Can india sustain its present economic

Please see notes to Table I. There are upside risks to the baseline with the synchronised cyclical rebound, revival of global trade and easy financing conditions reinforcing each other. If global growth turns out to be 50 bps over the baseline, it could strengthen domestic growth by 20 bps above the baseline and raise domestic inflation by around 10 bps. On the other hand, protectionist policies, continuing uncertainty associated with the pace and timing of normalisation of monetary policy in the US and other systemic central banks, and higher crude oil prices pose downside risks to global demand.

Can india sustain its present economic

But it trailed that of neighbouring China. As the region looks ahead to the next 50 years, managing the disruptive impact of the Fourth Industrial Revolution must be high on its agenda.

Can india sustain its present economic

The present situation The region faces three main challenges in maintaining its attractiveness as a manufacturing base. They fail to accelerate the pace of transformation needed to sustain their manufacturing advantage.

Their rates of value addition are significantly less than those in the more advanced industrialised economies. Secondly, low labour costs, which have traditionally been a source of competitiveness, are neither defensible nor sustainable.

ASEAN members increasingly find themselves sandwiched between countries with higher productivity and those offering even cheaper labour. Finally, new manufacturing technologies that help to increase productivity and reduce costs are emerging as a new source of competitive advantage around the world.

Disruptive technologies like artificial intelligence and big data analytics are transforming global production systems.

Why India Is the Fastest-Growing Economy on the Planet

Their impact is being felt on everything from factory processes to the management of global supply chains. As automation gathers pace and its costs plummet, cheap labour will no longer remain a sustainable and effective strategy for attracting investment in manufacturing.

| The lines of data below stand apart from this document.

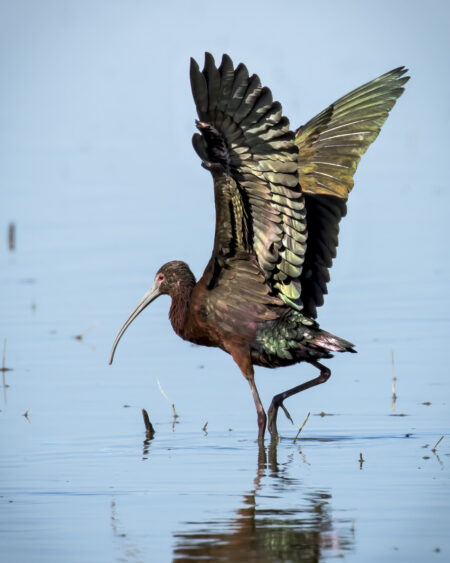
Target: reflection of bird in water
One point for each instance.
(261, 531)
(279, 198)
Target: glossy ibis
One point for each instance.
(279, 197)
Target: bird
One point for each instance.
(279, 197)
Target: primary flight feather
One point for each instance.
(279, 197)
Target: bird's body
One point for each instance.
(279, 198)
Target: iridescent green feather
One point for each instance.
(330, 147)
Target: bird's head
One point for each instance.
(167, 280)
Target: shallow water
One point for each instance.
(80, 482)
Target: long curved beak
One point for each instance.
(150, 296)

To the west, countries such as India and Bangladesh are transforming at a significantly faster clip. To the north, China is starting to regain some of the cost advantage that it had lost to Vietnam and Thailand. China has also recorded strong improvements in higher education, worker productivity, and 4IR technological readiness and application, compared to its Southeast Asian counterparts.

ASEAN countries will need to quicken the pace of their transformation or risk losing manufacturing investments to China. While they have made efforts to improve their business environment and stepped up investments in infrastructure, these need to be expedited.

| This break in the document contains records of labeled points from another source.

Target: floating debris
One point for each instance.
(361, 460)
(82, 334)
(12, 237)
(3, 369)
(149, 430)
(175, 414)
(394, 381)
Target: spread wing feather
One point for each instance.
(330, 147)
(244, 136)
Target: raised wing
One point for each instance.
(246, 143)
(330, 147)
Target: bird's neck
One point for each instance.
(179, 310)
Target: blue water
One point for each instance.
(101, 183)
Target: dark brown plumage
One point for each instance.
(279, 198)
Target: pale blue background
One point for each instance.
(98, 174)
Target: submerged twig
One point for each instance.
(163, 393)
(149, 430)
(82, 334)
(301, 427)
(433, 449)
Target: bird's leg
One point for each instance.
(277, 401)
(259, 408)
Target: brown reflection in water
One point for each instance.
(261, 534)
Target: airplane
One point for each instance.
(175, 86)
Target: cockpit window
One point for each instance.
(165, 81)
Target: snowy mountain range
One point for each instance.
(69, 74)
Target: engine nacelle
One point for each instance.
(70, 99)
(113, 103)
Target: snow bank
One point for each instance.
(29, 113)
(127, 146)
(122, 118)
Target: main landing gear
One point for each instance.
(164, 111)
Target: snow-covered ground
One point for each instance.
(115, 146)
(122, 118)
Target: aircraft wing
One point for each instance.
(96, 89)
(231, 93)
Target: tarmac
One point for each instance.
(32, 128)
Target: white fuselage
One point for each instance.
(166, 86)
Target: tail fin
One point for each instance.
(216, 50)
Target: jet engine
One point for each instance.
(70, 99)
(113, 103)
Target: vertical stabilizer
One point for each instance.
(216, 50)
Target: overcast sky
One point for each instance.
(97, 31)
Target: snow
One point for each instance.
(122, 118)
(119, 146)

New technology must be adopted and workers must be upskilled to handle them. Failure to do so will certainly result in the loss of manufacturing investments and jobs.China can sustain its economic growth based on economic and political strategies.

China has been undergoing a period of rejuvenation to become what it once was – a superpower. During the 11 th and 19 th centuries, China played a pivotal role in the world economy.

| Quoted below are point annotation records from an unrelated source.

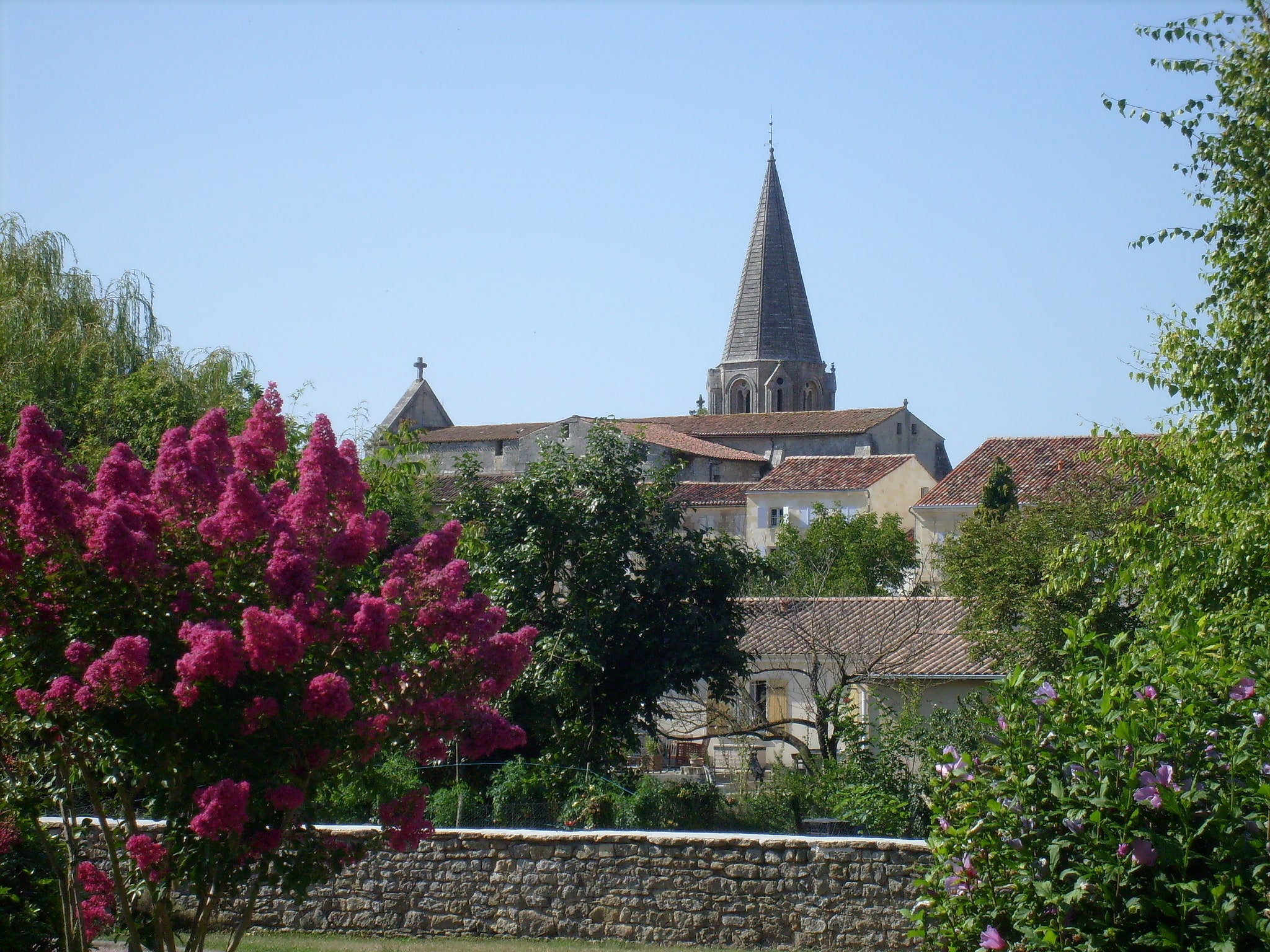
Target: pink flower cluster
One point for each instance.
(286, 798)
(429, 583)
(9, 835)
(257, 712)
(243, 592)
(214, 654)
(123, 668)
(118, 524)
(964, 876)
(150, 857)
(223, 809)
(404, 822)
(95, 910)
(1151, 785)
(271, 639)
(328, 696)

In , China was the biggest. The conceptual framework above is a convenient way of structuring the discussion on trends and constraints relating to current farming systems in the SATs. Get Full Text in PDF.

Can india sustain its present economic

Table of Contents. Introduction; Tools and Measures; Measures of National Income; Need for New Theory; Measures and Indicators; Characteristics of a Successful Indicator. The economic history of Japan is most studied for the spectacular social and economic growth in the s after the Meiji Restoration, when it became the first non-Western great power, and for its expansion after the Second World War, when Japan recovered from devastation to become the world's second largest economy behind the United States, and from behind China as well.

Third, the pace of global economic activity in turned out to be stronger than expected due to robust growth in the advanced economies (AEs) and significantly stronger growth in EMEs.

Conventional wisdom suggests that because of technology and trade, human carrying capacity is infinitely expandable and therefore virtually irrelevant to demography and development planning.